Possibilidade de transmissão de cepa mais letal da gripe aviária é investigada
Primeiro, foram as aves asiáticas. Depois, os visons de uma fazenda de criação espanhola. Então, no início do ano, o vírus H5N1 — a cepa mais letal e contagiosa da gripe aviária — provocou a mortalidade em massa de leões-marinhos que viviam em praias e reservas peruanas. Ainda não é possível afirmar que esses animais passaram o micro-organismo uns para os outros. A hipótese, porém, não foi descartada. Se confirmada, significará algo péssimo para um mundo ainda sob a pandemia da covid-19: a capacidade de transmissão do patógeno entre mamíferos.
A comprovação de que os mais de 600 leões-marinhos estavam infectados pelo H5N1 foi feita na semana passada, em um artigo da plataforma pré-publicação bioRxiv.
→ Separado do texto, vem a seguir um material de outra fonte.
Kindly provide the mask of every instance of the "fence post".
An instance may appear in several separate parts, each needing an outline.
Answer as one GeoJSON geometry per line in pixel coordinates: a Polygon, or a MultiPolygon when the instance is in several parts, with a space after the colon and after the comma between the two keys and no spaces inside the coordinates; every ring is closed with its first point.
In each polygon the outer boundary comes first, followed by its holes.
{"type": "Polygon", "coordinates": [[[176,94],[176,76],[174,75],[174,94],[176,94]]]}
O Laboratório de Genômica da Pontifícia Universidade Católica do Peru testou amostras de secreções nasais coletadas nos mamíferos mortos e detectou o micro-organismo. Como o país sul-americano sofreu um grave surto de gripe aviária no fim do ano passado — 50 mil aves selvagens padeceram em reservas e áreas não protegidas —, é possível que o contágio tenha ocorrido pelo contato com as carcaças, incluindo a ingestão.
Essa também é uma hipótese para o caso de focas infectadas que morreram nos Estados Unidos e na Alemanha. O que intriga os pesquisadores peruanos e argentinos é a quantidade de leões-marinhos mortos. “Não podemos excluir a transmissão direta devido à sua reprodução colonial e porque muitos animais morreram simultaneamente em grupos”, escreveram os cientistas da Universidade Nacional de Comahue, em Bariloche, e do Serviço Nacional de Áreas Naturais Protegidas pelo Estado, em Lima. Eles ressaltam, porém, que os testes genéticos realizados até agora são insuficientes para decifrar a linha de transmissão viral.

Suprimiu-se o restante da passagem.